Many people worry that converting a document to plain English involves “dumbing it down” or leaving out important information. I hope these samples of converted disclosure documents will dispel those concerns, and also demonstrate what a marked improvement a plain English conversion can make.
This long block of text from a Compensation Discussion and Analysis contains a lot of information. The reader is bound to get lost. In addition to cleaning up the language, I added white space and broke out some of the detail into a bulleted list so that it is easy to find and digest.
This section describes two separate incentive compensation plans, but you would never know that from the single header. More important, the reader cannot understand the plan for the top five officers (which is discussed in the first paragraph and the beginning of the second) without first understanding the base plan for the company’s other officers. In my rewrite, the description of the base plan comes first. My version is longer than the original, but I think it’s considerably easier to follow.
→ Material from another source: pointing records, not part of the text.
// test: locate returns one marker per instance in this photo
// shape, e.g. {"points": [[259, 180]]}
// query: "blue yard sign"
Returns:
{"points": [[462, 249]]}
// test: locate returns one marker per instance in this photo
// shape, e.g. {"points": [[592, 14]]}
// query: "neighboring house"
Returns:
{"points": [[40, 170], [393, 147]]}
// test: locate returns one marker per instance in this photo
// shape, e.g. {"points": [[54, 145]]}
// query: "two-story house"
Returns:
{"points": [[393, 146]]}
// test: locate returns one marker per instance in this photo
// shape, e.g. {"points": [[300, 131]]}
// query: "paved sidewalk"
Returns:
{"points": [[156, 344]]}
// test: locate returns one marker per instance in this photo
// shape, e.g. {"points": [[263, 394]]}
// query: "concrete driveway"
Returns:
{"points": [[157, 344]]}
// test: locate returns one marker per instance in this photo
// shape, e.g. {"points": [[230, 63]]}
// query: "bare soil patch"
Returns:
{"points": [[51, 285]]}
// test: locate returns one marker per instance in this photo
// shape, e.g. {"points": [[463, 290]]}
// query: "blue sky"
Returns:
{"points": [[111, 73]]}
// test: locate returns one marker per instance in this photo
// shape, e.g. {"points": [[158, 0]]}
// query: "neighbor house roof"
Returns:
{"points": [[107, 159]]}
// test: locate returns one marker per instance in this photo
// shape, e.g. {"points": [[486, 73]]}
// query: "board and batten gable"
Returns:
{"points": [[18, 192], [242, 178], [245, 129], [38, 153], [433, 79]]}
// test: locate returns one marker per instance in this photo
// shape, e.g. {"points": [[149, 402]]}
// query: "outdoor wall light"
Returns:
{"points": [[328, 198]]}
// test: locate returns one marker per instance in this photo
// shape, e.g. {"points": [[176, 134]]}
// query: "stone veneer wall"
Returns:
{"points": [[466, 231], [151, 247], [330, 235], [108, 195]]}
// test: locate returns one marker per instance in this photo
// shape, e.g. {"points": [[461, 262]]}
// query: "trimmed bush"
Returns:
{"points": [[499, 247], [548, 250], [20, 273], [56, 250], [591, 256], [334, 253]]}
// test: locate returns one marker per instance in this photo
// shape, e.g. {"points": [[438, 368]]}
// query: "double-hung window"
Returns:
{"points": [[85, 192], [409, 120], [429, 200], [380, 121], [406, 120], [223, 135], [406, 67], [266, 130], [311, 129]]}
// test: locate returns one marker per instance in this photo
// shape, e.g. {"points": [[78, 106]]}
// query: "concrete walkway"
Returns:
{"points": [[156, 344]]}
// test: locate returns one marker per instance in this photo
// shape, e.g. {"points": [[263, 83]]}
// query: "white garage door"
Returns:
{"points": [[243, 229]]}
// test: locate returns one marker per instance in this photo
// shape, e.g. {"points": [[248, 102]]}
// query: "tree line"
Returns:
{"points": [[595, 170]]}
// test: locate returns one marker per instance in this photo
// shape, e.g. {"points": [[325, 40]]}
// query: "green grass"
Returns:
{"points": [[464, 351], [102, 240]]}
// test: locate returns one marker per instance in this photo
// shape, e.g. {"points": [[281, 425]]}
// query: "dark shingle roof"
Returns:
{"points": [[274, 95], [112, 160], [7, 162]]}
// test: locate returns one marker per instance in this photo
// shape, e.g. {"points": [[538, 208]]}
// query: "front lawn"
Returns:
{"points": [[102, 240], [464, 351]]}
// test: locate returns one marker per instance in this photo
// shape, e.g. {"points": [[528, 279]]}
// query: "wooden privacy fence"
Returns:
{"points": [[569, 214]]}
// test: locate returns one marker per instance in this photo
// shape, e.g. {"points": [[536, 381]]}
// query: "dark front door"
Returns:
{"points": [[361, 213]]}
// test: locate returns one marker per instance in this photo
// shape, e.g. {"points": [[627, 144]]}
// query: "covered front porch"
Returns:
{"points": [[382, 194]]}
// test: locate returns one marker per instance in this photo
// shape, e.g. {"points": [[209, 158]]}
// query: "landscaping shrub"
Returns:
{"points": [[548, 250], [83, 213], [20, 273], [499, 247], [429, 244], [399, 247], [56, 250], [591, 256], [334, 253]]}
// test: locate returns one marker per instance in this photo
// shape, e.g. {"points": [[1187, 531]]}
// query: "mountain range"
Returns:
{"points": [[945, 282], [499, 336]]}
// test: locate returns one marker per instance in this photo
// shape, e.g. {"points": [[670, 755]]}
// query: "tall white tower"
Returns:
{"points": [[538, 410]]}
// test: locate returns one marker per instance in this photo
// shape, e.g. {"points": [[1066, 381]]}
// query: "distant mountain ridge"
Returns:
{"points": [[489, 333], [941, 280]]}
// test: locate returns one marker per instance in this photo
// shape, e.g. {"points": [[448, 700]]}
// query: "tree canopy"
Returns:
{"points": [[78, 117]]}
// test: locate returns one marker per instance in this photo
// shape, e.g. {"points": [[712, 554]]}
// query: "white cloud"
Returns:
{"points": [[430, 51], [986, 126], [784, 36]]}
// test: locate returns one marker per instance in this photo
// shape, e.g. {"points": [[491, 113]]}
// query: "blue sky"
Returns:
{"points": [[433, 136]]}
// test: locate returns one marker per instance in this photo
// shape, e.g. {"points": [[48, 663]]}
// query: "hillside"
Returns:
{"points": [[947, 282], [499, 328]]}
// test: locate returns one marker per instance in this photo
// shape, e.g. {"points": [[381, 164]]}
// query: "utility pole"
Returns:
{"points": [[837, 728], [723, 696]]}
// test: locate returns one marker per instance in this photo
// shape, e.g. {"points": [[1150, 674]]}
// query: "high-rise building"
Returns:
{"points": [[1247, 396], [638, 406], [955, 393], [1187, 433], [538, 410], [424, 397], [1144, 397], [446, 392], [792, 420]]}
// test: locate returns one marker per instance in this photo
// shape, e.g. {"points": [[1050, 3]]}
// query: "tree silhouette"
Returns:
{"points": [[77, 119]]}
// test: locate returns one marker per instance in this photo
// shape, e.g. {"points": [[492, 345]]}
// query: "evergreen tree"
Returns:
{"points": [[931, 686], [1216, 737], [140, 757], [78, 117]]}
This is a classic “end of press release” paragraph. But look at how many words lie between the name of the company and the statement of what it does. Similarly, revenue figures for the period are too important to bury in the middle of that complex sentence.
This paragraph from a Management’s Discussion and Analysis contains too much information. Moreover, the company refers to three sophisticated types of securities (callables, mortgage-backed securities, and collateralized mortgage obligations) without defining the terms, and talks about four types of risk (interest rate, option, prepayment, and extension) without explaining what they are. My version is longer, but I think the extra words are necessary if the reader is to understand the disclosure. I also broke the single paragraph into digestible chunks of information, which makes the discussion look less daunting.
This paragraph from a Management’s Discussion and Analysis would be easier to understand if the sentences were in a more logical sequence. The bold subheads I added help too.
This paragraph from a mutual fund prospectus contains three distinct concepts, and all are complicated enough to warrant fairly long sentences. It would be easier to understand each concept if it was presented by itself. In addition, my version speaks directly to the shareholder (“your federal income tax” and “your dividends”).
The definition of “potential problem bonds” in the first paragraph is not helpful without the definition of “problem bonds,” which does not appear until the second paragraph. Also, in order to understand the numbers, you need to track three sets of figures (a gross amount, a write-off, and an allocation of the gross amount between policyholders and the insurance company) for two years. It is much more effective to present that kind of information in a chart.
This “safe harbor” statement contains a string of information that would be more obvious — and perhaps provide better protection — if it were converted to a bullet list.